L’UE, per bocca principalmente della Commissione e del Consiglio, ma anche di alcune componenti del Parlamento Europeo, è stata a lungo ambigua e colpevolmente silente sulla questione firmando persino, qualche anno fa, un trattato di libero commercio col Marocco, senza pretendere dal Marocco stesso il ripristino dell’indipendenza del Sahara Occidentale. Recentemente però, c’è stato un cambio di rotta. Nel dicembre 2015 il Tribunale di prima istanza dell’Unione europea, raccogliendo le richieste del Fronte Polisario sul pescato di cui è defraudato dal Marocco, ha annullato l’accordo agricolo firmato nel marzo 2012 tra il Marocco e l’Unione europea in quanto danneggia il territorio del Sahara occidentale. In seguito a questa sentenza il Consiglio ha presentato ricorso e a breve la Corte di Giustizia si pronuncerà su questo caso.
Per l’Unione europea il Marocco è sicuramente un partner molto importante, ma ancor di più lo è l’Unione europea per il Marocco stesso: questo è dimostrato anche dalla grande pressione lobbystica che questo Paese svolge all’interno delle Istituzioni europee.
È successo quindi che, mentre nessuno Stato al mondo ha riconosciuto le pretese marocchine sul territorio del Sahara occidentale, al Parlamento europeo qualcuno ha organizzato una mostra (Marocco – La terra delle energie rinnovabili) in cui è stata esposta una mappa dove i territori occupati facevano parte dei confini del Marocco. Così facendo non solo si contraddicono le norme UE basate sul rispetto della legge internazionale e delle risoluzioni delle Nazioni Unite, ma si mina anche la posizione stessa dell’Unione europea sul Sahara occidentale.

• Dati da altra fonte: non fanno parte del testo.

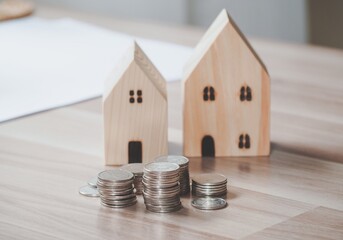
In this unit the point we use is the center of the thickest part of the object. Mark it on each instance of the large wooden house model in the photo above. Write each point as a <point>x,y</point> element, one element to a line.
<point>226,91</point>
<point>135,111</point>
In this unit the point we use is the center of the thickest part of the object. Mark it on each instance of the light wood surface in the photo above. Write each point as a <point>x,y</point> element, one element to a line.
<point>135,111</point>
<point>10,9</point>
<point>296,193</point>
<point>214,105</point>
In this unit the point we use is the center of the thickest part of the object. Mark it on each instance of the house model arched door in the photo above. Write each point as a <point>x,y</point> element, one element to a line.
<point>135,152</point>
<point>207,146</point>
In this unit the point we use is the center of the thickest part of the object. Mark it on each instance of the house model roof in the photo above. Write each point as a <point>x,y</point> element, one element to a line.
<point>136,55</point>
<point>222,21</point>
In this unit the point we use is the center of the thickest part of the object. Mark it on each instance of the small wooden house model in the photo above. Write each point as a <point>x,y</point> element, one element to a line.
<point>226,92</point>
<point>135,111</point>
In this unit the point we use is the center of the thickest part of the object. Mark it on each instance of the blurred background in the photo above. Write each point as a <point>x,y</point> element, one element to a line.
<point>301,21</point>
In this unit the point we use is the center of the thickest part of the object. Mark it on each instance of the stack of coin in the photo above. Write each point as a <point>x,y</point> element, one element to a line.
<point>116,188</point>
<point>137,170</point>
<point>209,185</point>
<point>161,187</point>
<point>183,163</point>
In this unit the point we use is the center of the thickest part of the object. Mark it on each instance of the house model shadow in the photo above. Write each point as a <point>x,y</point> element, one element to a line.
<point>226,102</point>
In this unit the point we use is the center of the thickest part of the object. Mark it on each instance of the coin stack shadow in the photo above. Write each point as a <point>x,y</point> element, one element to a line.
<point>183,163</point>
<point>161,187</point>
<point>116,188</point>
<point>209,185</point>
<point>137,170</point>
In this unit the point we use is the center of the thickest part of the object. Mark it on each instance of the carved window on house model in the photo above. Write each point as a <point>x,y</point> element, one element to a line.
<point>209,94</point>
<point>136,97</point>
<point>244,141</point>
<point>245,94</point>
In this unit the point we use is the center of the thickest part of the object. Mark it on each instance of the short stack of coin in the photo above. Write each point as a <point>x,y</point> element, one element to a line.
<point>209,185</point>
<point>137,170</point>
<point>183,163</point>
<point>161,187</point>
<point>116,188</point>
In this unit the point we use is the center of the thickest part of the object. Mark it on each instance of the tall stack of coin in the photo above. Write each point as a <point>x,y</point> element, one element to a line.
<point>183,163</point>
<point>209,185</point>
<point>137,170</point>
<point>116,188</point>
<point>161,187</point>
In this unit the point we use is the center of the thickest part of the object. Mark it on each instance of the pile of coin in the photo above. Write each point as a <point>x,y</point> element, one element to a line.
<point>116,188</point>
<point>183,163</point>
<point>209,185</point>
<point>161,187</point>
<point>137,170</point>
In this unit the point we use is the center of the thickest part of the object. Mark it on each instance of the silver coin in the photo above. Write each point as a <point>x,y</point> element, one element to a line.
<point>180,160</point>
<point>89,191</point>
<point>92,182</point>
<point>209,203</point>
<point>209,179</point>
<point>116,175</point>
<point>161,167</point>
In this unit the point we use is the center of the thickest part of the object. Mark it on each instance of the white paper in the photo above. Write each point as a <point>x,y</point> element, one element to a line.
<point>51,63</point>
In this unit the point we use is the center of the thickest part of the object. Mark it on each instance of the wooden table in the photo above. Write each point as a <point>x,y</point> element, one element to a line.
<point>296,193</point>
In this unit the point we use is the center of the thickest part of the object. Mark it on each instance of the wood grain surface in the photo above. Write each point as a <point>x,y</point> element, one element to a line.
<point>296,193</point>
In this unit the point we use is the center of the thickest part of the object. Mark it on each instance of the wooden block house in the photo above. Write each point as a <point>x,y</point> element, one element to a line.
<point>135,111</point>
<point>226,91</point>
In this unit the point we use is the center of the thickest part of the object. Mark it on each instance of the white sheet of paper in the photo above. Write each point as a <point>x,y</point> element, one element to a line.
<point>51,63</point>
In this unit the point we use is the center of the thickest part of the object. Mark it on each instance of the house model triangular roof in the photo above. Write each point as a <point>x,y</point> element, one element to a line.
<point>136,54</point>
<point>220,23</point>
<point>226,91</point>
<point>135,111</point>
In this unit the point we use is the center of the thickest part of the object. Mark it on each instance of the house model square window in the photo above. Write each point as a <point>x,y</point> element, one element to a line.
<point>139,96</point>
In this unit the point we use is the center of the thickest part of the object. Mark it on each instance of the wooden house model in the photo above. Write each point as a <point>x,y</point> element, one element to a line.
<point>226,96</point>
<point>135,111</point>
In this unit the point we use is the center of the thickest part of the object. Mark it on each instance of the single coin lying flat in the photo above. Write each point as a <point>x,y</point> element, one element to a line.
<point>209,203</point>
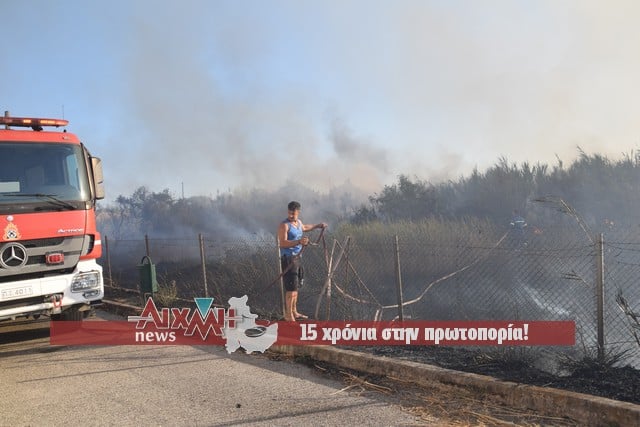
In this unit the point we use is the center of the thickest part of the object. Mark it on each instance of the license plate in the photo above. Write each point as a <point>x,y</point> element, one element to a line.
<point>13,293</point>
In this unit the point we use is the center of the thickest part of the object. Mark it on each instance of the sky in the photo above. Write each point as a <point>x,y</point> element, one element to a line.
<point>206,97</point>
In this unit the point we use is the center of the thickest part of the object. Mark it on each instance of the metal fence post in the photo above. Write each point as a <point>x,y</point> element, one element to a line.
<point>204,265</point>
<point>146,245</point>
<point>600,294</point>
<point>281,281</point>
<point>399,281</point>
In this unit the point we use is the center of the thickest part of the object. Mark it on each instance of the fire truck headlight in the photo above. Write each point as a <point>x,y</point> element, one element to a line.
<point>85,281</point>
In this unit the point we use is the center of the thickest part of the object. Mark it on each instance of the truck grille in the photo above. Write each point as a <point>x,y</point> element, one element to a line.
<point>35,264</point>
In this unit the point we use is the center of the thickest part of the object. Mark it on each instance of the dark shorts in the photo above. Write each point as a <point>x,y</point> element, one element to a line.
<point>292,277</point>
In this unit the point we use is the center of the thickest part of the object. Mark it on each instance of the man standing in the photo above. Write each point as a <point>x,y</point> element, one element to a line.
<point>291,241</point>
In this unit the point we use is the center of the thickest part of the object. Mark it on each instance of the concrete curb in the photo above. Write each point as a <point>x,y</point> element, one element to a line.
<point>587,409</point>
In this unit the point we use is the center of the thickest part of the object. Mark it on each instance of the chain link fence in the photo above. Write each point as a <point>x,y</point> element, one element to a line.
<point>475,272</point>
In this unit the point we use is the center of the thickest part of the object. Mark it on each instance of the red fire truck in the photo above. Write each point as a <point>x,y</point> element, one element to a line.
<point>49,184</point>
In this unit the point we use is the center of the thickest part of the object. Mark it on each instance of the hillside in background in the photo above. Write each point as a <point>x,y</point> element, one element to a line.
<point>602,191</point>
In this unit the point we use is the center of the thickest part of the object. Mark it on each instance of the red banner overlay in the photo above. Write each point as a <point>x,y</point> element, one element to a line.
<point>187,332</point>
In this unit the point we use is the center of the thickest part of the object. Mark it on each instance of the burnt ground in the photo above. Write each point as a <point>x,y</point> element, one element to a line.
<point>582,376</point>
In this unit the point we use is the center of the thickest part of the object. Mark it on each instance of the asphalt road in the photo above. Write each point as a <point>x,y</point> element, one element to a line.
<point>171,385</point>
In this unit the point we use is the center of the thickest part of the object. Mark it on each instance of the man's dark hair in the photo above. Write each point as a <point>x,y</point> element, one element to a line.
<point>293,206</point>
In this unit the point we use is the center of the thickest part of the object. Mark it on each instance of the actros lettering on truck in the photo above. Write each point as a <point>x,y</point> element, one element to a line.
<point>49,244</point>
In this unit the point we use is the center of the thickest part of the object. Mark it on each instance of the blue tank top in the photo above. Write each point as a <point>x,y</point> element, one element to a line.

In qualità di Vice Presidente dell’Intergruppo sul Sahara Occidentale del Parlamento europeo non potevo non espormi sull’inopportunità di questa mappa e di questa mostra che arriva proprio 6 settimane prima che la Corte di Giustizia si pronunci sul caso. Una scelta inaccettabile, ulteriormente aggravata dal cattivo tempismo. Senza contare il fatto che il tema dell’esibizione sono le energie rinnovabili marocchine: uno studio del Western Sahara Resource Watch afferma che nel 2020 un quarto dell’intera produzione di energie rinnovabili del Marocco proverrà dai territori del Sahara Occidentale! È chiaro che gli interessi di Rabat sulla RASD sono soprattutto di natura economica, essendo quei territori ricchi di fosfati e con un mare molto pescoso.

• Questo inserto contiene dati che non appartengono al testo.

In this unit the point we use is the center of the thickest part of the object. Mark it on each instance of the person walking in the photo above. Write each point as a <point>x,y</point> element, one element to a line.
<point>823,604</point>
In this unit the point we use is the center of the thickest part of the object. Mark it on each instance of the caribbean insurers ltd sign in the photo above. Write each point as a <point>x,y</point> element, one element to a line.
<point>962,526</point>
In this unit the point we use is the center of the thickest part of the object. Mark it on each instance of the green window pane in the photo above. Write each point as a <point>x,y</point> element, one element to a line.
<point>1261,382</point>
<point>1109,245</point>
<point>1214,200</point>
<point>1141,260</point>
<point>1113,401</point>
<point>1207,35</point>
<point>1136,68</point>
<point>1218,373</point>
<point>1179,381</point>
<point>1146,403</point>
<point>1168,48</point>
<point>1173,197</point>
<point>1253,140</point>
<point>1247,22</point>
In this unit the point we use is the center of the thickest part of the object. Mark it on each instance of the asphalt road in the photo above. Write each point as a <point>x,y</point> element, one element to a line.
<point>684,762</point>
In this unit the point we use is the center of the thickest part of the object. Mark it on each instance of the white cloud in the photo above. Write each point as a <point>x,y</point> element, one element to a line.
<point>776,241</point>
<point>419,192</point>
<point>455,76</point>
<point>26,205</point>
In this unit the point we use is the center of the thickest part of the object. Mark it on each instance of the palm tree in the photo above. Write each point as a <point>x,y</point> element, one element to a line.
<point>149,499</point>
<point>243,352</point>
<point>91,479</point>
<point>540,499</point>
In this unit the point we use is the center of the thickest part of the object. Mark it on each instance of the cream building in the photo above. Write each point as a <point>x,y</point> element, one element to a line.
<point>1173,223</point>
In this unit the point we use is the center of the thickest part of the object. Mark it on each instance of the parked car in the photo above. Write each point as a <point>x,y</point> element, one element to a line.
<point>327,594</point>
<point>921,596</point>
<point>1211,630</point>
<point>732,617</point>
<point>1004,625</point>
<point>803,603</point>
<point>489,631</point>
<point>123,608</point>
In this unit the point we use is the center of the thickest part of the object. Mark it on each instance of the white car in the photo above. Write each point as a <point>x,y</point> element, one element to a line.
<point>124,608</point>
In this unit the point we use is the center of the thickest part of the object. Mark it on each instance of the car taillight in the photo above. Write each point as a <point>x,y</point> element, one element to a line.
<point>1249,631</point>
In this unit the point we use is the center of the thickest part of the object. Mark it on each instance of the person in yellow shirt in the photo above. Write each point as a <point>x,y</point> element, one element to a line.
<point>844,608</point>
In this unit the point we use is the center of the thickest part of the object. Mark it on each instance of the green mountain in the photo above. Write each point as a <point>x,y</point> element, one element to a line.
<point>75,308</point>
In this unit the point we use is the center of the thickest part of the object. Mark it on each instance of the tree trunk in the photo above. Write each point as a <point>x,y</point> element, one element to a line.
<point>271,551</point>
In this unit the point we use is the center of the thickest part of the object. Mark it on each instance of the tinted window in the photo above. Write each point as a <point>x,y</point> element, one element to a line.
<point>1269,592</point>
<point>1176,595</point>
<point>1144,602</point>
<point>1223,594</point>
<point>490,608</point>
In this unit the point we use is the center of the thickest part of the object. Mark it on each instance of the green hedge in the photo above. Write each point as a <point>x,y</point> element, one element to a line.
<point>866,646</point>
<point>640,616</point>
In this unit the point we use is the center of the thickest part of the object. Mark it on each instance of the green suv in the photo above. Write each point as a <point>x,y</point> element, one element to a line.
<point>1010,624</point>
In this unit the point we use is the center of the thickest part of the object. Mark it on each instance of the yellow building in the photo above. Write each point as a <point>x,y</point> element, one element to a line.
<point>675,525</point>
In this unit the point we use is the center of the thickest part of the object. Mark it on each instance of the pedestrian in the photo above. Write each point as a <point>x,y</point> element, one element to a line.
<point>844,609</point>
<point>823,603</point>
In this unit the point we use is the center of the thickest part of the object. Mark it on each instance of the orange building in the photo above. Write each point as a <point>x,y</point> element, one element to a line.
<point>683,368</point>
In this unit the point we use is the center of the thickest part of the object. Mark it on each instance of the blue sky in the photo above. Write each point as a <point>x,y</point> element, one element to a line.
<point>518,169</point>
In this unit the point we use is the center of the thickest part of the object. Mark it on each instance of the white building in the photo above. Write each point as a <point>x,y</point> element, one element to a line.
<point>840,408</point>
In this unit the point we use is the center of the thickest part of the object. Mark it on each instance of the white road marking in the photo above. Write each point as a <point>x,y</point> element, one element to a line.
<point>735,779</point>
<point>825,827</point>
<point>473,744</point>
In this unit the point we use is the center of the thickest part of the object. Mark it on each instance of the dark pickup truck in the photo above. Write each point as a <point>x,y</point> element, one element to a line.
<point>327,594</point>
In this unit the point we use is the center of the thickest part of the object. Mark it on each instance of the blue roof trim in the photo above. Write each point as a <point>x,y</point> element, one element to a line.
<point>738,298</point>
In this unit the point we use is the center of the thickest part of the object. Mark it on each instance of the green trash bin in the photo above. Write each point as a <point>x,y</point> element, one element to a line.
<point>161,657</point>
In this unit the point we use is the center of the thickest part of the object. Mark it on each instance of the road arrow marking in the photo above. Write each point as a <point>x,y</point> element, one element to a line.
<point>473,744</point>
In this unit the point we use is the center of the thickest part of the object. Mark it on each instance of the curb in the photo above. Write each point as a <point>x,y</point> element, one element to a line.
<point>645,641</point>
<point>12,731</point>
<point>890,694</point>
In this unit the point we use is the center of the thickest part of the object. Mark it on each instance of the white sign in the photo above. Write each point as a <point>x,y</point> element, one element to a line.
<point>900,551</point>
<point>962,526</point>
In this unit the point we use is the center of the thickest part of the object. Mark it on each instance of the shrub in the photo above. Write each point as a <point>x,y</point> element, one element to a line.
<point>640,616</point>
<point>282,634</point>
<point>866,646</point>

Non è tuttavia la prima volta che mi trovo a denunciare una situazione simile al Parlamento europeo. L’anno scorso mi ero accorto che in una mostra inerente l’Ucraina, esposta al terzo piano del Parlamento di Bruxelles, era appeso il simbolo del battaglione Azov, un reparto paramilitare ucraino con compiti militari e di polizia di chiara ispirazione nazista e più volte menzionato, persino da fonti americane, come colpevole di efferati crimini di guerra. In quel caso feci un richiamo in Plenaria al Presidente Schulz. Questa volta la nostra tempestiva azione ha portato gli organizzatori della mostra a coprire la mappa del Marocco con una bandiera. Una toppa maldestra e purtroppo comunque insufficiente per rimediare al torto fatto.

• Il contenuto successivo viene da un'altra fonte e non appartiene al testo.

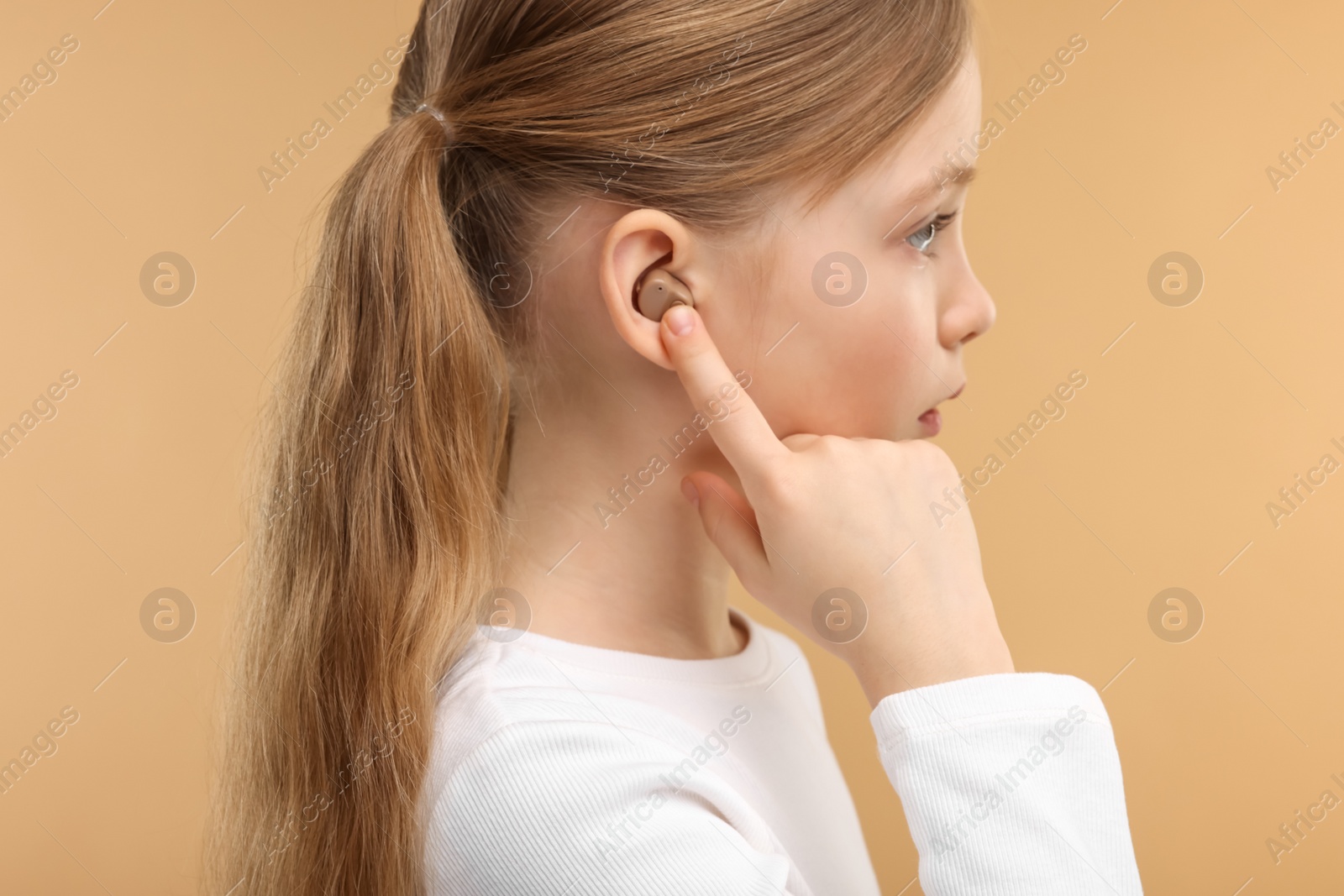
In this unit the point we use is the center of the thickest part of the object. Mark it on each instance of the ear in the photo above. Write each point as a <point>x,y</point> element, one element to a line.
<point>636,244</point>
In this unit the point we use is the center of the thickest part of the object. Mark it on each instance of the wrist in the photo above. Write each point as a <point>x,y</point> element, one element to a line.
<point>884,676</point>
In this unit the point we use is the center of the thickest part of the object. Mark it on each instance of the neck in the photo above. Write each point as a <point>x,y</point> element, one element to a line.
<point>640,575</point>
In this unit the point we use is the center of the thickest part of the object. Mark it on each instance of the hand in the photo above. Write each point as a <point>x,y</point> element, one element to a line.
<point>826,512</point>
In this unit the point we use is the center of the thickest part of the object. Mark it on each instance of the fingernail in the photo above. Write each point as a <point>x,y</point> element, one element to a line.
<point>679,320</point>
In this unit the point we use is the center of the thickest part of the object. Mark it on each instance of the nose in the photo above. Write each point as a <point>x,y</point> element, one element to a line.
<point>968,312</point>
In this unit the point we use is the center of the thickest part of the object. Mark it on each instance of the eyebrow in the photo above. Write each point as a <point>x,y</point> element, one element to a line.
<point>913,199</point>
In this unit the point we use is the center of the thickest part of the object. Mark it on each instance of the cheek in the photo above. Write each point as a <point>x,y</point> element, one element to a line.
<point>848,371</point>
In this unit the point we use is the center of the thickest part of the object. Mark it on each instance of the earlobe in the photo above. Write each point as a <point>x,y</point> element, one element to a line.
<point>644,269</point>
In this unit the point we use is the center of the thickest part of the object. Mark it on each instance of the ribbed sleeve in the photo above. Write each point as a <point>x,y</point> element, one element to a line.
<point>1011,785</point>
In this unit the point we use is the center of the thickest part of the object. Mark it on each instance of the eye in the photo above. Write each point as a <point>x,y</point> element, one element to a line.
<point>922,238</point>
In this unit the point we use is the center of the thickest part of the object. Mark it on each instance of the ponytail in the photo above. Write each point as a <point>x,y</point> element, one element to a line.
<point>386,445</point>
<point>387,453</point>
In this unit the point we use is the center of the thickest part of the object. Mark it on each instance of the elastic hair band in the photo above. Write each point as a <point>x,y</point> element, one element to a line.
<point>448,127</point>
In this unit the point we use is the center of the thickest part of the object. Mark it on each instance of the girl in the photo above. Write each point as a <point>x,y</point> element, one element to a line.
<point>486,642</point>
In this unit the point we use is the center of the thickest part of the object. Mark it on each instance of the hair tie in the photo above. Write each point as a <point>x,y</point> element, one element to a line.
<point>448,127</point>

La battaglia del MoVimento 5 Stelle a sostegno del diritto all’autodeterminazione dei popoli continuerà senza sosta anche nei prossimi anni. Nell’attesa e con la speranza che la Corte di Giustizia confermi la sentenza del Tribunale di prima istanza, invio un fraterno abbraccio a tutto il popolo Saharawi e a tutti gli attivisti che quotidianamente rischiano la vita per difendere i diritti umani: non siete soli!